In this research two evaluation metrics, i.e., peak signal-to-noise ratio (PSNR) and structural similarity index (SSIM), are utilized as they offer advantages and better performance over traditional metrics like Mean Squared Error (MSE) in perceptual quality [46]. Specifically, SSIM, for its feature and structural measures, has been used in several application areas such as denoising, pattern recognition, image restoration, image compression, and more [46]. Both PSNR and SSIM, have shown to perform well in predicting and reflecting the visual quality of images [46].
3. Results
As outlined in Section 2.2, enhancing the performance of the deep blind denoising model relies on the optimization of both the network architecture and the training data. In this section, we evaluate the performance of our model qualitatively and quantitatively and compare it with other deep and non-deep learning methods.
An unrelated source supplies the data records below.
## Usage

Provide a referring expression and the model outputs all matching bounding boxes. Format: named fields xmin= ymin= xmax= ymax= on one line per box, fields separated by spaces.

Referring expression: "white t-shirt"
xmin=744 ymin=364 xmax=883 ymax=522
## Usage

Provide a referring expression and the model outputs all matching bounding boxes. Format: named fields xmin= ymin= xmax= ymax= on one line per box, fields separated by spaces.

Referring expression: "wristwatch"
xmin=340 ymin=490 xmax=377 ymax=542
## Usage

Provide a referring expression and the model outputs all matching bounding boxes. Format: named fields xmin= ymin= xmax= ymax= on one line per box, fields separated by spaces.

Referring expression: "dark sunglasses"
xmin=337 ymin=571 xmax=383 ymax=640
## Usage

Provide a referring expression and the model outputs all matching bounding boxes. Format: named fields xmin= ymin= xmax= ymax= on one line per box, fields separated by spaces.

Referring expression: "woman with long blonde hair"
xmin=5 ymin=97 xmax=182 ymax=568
To achieve optimal denoising results, we initiated our model training by utilizing the official pre-trained weights of SCUNet. Subsequently, we fine-tuned the model on our specific dataset, enhancing its adaptability to our unique denoising requirements. During this training process, a compound loss function was employed to synergistically improve the overall performance of the model. Figure 4 shows examples of images in our dataset with varying noise levels and bin widths. In the first row, we present our original data with 100% of the initial number of photons. Subsequently, we reduce the number of photons by a factor of 25% in each following row, simultaneously increasing the sampling rate to 0.05, 0.1, and 0.5. In this figure, the highest quality image is the one with a noise level of 0% and maximum bin width (BW) of 0.5 (see first row and third column), and the lowest quality image is the one with a 75% noise level and bin width of 0.005. An enlarged image is shown in this figure for clarity, having an image size of 256 × 256 pixels.
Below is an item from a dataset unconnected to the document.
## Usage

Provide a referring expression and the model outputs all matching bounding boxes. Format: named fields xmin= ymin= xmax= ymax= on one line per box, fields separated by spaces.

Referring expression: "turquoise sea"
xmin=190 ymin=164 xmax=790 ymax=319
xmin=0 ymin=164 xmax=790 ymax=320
Figure 5, Figure 6, and Figure 7 show the predicted denoising qualitative results for various methods at noise levels of 25%, 50%, and 75%, respectively. These tables compare state-of-the-art techniques with our proposed model on our dataset. Results for the BM3D method are presented in the second row of each table. BM3D, a 3D block-matching algorithm primarily used for noise reduction in images, is an extension of the NLM methodology [47]. In the third column, the results for an enhanced version of MD3D are illustrated, which integrates a combination of BM4D within the 3D shearlet transform realm, alongside a generative adversarial network, for image denoising [31]. The fourth column displays the outcomes of the NLM method, which involves calculating the mean value for all pixels in the images, with weights assigned based on the similarity of each pixel to the target pixel [48]. Moving to the fifth column, we observe the results for the DnCNN [49]. This method aims to recover the clean image x from the noisy image , assuming v is additive white Gaussian noise (AWGN). The network can handle Gaussian denoising with an unknown noise level. In general, image denoising methods can be categorized into two major groups: model-based methods, like BM3D, which are flexible in handling denoising problems with various noise levels but are time-consuming and require complex priors, and discriminative learning-based methods, like DnCNN, developed to overcome these drawbacks. In the sixth column, we present the results for blind image denoising via the SCUNet method [50], while existing methods rely on simple noise assumptions, such as AWGN, the SCUNet method is designed to address all unknown noise types that remained unsolved in previous methods. The last column shows the results of our method, which extends the performance of the SCUNet method. The qualitative results of the proposed model consistently yield superior visual outcomes across all different bin widths, while BM3D exhibits better visual results, it tends to produce smoother images, consequently removing important details. In contrast, the proposed method generates images that closely resemble the original (0% noise level) image. Conversely, DnCNN produces results that closely match images at the same noise level.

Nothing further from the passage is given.